The other day I was walking along the grassy edge of a barley field with my camera. As I walked, I reflected, with wonder, on how insects, with brains smaller than a pin head, could not only fly, but navigate and maneuver with such marvelous precision. I had observed dragonflies exhibit this ability on many occasions when I was photographing them. They would take-off after a minute or so of rest on a plant stem, fly around, covering perhaps 15 to 30 feet in 5 or 10 seconds, then land exactly where they’d been moments before, on the same spot, on the same plant stem. (It seemed as though the short flight might have been to keep a look-out for predators that might have been creeping up on them while at rest. Or, perhaps it was preemptive, to dash the hopes of any such predator.) I’d learned, when photographing dragonflies, not to look up from my camera’s viewfinder when the subject took off from its perch, because, more often than not, in less time than it took to catch sight of them in flight, they’d be back within a fraction of an inch of where they’d been before the flight. It seems incredible! Just the act of landing on a moving stem in a wind seems incredible. What knowledge of their location do they retain in their brains, and what method do they employ to recognize the same point, again? Since they can do this in a brisk wind, it would seem they must use sight, and must retain some image of their surroundings in their tiny brains.
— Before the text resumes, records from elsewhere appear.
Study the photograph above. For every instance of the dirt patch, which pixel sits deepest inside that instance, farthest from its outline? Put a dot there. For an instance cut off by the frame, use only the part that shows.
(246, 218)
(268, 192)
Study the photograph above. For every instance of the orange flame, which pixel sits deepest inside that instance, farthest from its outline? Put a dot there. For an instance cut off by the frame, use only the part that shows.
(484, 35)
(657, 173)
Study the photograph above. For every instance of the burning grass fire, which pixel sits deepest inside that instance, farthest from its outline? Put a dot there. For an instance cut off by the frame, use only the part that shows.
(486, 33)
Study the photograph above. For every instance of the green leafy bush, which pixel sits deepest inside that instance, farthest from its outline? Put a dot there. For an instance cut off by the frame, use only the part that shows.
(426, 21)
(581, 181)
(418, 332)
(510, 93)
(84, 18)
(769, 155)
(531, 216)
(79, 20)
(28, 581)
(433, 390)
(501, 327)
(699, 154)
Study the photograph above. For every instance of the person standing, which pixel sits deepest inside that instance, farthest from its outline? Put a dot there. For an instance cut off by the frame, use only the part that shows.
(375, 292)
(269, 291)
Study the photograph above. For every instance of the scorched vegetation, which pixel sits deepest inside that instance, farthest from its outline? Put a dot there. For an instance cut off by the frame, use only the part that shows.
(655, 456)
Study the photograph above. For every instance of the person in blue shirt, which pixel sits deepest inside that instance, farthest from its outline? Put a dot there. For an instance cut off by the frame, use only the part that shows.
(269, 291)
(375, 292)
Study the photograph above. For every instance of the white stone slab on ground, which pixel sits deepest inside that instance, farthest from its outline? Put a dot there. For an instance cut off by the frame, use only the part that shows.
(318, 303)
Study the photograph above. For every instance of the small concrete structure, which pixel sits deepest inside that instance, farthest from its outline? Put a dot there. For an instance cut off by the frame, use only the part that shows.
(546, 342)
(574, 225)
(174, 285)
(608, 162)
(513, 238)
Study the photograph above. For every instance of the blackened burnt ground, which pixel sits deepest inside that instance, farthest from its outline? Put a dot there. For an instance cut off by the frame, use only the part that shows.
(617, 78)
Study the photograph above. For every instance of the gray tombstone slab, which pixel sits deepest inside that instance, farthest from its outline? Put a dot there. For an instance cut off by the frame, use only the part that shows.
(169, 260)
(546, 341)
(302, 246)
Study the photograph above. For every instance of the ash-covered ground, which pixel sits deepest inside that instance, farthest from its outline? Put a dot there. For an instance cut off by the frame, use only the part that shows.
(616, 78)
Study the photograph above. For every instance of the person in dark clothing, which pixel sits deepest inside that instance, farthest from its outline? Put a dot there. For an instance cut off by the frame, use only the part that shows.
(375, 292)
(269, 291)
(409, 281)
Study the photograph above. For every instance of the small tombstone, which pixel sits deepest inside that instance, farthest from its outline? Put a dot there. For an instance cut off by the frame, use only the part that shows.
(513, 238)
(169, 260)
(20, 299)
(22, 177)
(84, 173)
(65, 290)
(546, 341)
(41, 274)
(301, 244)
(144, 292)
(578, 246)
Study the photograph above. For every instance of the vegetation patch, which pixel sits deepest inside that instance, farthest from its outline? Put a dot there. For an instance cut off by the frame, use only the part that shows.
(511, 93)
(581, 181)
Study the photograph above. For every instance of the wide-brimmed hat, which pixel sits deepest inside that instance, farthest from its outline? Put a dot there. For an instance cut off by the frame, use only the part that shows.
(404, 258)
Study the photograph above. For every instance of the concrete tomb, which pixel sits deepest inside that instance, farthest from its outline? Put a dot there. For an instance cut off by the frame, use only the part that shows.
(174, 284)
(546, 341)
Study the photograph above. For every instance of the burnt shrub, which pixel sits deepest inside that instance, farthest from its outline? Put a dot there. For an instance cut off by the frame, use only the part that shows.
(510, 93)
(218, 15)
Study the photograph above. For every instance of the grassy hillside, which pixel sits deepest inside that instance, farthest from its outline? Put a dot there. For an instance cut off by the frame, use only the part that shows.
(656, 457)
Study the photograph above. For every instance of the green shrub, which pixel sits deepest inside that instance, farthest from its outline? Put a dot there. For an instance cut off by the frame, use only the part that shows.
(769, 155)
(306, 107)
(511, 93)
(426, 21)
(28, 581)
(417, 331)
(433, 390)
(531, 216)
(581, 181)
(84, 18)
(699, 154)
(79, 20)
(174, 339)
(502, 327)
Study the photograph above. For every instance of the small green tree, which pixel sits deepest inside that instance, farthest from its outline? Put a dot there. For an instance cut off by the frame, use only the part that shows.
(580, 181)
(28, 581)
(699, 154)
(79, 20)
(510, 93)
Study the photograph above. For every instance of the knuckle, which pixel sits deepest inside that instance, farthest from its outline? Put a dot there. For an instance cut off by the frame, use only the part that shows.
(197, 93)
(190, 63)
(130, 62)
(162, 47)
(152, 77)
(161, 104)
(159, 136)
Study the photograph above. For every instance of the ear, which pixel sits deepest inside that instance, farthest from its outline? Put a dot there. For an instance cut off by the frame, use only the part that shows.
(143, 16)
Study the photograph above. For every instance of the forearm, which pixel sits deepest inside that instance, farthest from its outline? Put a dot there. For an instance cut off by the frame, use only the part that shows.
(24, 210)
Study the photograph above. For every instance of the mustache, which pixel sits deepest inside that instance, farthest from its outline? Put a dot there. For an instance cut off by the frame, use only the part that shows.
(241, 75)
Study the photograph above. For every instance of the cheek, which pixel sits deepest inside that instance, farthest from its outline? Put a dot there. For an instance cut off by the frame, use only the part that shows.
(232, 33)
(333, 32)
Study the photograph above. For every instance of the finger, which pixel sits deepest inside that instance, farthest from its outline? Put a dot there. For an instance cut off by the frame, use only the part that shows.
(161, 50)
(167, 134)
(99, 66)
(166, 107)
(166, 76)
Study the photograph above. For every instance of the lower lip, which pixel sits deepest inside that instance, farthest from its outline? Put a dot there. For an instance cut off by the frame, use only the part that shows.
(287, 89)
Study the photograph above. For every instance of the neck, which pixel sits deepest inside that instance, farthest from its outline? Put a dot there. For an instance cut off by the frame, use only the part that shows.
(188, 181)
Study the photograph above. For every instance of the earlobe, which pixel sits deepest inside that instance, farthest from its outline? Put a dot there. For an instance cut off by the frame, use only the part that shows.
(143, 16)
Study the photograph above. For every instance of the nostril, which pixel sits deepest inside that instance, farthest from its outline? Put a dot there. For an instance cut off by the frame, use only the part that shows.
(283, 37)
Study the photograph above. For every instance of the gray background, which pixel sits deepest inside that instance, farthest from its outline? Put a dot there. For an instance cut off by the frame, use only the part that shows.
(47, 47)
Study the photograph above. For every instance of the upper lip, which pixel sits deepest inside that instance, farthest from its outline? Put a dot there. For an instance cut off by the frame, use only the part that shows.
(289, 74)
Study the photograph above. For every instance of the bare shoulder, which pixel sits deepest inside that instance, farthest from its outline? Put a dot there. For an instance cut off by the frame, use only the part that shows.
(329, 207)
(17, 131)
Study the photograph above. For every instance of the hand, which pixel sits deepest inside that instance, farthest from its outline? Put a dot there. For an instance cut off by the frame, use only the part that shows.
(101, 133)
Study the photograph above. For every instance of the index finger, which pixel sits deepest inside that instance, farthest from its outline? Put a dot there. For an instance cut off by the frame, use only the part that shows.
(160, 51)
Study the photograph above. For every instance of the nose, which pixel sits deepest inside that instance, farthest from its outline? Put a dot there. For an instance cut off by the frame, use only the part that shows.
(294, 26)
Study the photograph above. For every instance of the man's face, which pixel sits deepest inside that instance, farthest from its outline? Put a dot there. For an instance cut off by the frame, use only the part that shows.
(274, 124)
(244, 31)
At this particular moment I was following a dragonfly, a male “Widow Skimmer”, waiting for him to land so I could, with luck, get a close-up shot. As I trailed along, my attention was attracted by a “Cabbage White” butterfly fluttering by overhead, perhaps eight feet off the ground. Its flight path was irregular - darting this way and that, up and down, perhaps twelve inches in a given direction at a time, ever moving, but irregularly setting off in a new direction. Its motion was so jerky it was hard to follow with the eye. When the wings are edge on, the butterfly is difficult to see, and the eye tends to continue along the previous flight path. Suddenly they’re gone - only to reappear, if at all, some distance from where one thinks they should be.
As I watched the flight of this butterfly, I noticed a black object that suddenly appeared beside it, following its irregular flight path exactly. I thought of the “Widow Skimmer” I’d just been following. The two objects were within an inch or so of each other, so close I couldn’t tell if there was any contact between them. This parallel flying lasted a second or two, through two or three jinks of the butterfly’s flight. Then, in an instant, the two objects became one, the jinks ceased and the two insects went off in a relatively straight, smoothly descending path arching out over the barley field. I understood the black object, which I assumed to be a dragonfly, had ‘taken’ the butterfly, and was looking for a place to land and eat its prey. After a flight of 15 or 20 feet, the dragonfly landed. It was just within sight and I took the photo at left.
Once again I was struck by the capability of the dragonfly’s brain – this time by its quickness. During the moments of parallel flying, the dragonfly’s reactions seemed instantaneous; there appeared to be no divergence between its flight and that of the jinking butterfly.